I was reading the Even Easier Introduction to CUDA, and I was thinking about examples like this:
__global__
void add(int n, float *x, float *y)
{
int index = threadIdx.x;
int stride = blockDim.x;
for (int i = index; i < n; i += stride)
y[i] = x[i] + y[i];
}
In which each thread strides through the array. In normal CPU computing, one would rather split the array into contiguous sub-arrays that are splitted among the threads, so that they can each better exploit spatial locality.
Does this concept apply to CUDA's unified memory as well? I would like to understand what the most efficient approach would be in such a situation.
The reason a grid-stride loop is beneficial for memory access is that it promotes "coalesced" access to global memory. In a nutshell, coalesced access means that adjacent threads in the warp are accessing adjacent locations in memory, on any given read or write cycle/operation, considered warp-wide.
The grid-stride loop arranges the indices across the warp to promote this pattern.

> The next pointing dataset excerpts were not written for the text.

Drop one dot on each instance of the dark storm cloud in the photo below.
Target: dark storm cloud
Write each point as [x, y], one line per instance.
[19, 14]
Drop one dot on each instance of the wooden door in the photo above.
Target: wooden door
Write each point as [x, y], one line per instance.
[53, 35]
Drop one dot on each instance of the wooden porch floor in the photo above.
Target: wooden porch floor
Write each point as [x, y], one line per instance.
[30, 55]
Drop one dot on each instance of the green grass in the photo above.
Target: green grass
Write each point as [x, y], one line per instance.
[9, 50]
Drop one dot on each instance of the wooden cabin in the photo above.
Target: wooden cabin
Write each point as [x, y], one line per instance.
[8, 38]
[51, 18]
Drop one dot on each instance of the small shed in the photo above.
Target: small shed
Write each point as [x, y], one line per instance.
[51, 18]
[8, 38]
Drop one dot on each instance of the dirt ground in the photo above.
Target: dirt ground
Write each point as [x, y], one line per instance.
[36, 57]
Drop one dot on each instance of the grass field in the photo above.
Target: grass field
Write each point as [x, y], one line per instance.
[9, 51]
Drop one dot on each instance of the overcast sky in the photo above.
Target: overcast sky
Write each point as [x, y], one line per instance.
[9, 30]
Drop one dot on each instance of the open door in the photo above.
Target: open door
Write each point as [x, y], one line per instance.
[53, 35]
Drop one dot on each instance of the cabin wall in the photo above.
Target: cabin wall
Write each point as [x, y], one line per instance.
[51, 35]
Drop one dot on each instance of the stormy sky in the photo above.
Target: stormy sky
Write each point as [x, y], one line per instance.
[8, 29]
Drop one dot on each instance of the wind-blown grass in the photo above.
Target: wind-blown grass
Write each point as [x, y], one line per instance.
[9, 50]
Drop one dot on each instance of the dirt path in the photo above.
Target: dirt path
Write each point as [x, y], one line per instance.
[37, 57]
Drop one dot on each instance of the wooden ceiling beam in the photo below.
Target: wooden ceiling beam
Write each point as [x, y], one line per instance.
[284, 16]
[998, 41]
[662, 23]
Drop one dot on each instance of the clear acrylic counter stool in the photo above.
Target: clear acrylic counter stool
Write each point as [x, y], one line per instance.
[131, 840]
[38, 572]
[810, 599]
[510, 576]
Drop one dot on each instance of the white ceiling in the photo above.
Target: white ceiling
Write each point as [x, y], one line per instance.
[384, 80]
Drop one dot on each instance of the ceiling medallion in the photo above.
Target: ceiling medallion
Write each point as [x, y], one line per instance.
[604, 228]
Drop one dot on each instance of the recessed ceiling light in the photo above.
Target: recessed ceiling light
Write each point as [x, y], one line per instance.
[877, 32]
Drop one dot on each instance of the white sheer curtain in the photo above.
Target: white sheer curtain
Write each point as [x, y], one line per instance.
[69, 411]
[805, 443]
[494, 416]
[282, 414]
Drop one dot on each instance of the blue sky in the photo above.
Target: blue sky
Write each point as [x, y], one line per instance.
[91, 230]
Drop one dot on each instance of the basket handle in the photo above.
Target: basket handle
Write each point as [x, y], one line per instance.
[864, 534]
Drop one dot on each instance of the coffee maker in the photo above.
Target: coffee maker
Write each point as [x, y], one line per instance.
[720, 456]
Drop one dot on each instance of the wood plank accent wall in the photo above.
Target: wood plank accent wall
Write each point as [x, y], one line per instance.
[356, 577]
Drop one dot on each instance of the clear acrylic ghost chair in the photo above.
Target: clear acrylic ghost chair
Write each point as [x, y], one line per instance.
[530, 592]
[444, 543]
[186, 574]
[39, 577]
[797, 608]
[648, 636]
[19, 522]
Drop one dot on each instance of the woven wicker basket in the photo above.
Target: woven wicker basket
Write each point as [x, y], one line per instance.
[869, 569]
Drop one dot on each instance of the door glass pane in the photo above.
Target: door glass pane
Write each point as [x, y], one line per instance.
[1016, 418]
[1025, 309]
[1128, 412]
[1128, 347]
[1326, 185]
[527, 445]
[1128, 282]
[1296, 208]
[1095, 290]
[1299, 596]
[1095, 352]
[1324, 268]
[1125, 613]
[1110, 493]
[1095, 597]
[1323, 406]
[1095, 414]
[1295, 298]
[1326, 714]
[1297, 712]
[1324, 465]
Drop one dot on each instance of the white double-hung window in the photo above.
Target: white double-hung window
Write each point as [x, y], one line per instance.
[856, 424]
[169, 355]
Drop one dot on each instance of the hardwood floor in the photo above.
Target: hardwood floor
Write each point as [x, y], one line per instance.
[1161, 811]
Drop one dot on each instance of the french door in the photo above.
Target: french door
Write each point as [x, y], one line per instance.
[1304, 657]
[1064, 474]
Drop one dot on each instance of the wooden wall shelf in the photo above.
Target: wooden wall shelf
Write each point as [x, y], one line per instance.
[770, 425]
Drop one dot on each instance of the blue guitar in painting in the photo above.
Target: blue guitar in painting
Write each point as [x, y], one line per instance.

This is orthogonal to whether the memory was allocated with an "ordinary" device allocator (e.g.
cudaMalloc
) or a "unified" allocator (e.g.cudaMallocManaged
). In either case, the best way for device code to access such an allocation is using coalesced access.You didn't ask about it, but CUDA shared memory also has one of its "optimal access patterns" consisting of adjacent threads in the warp accessing adjacent locations in (shared) memory.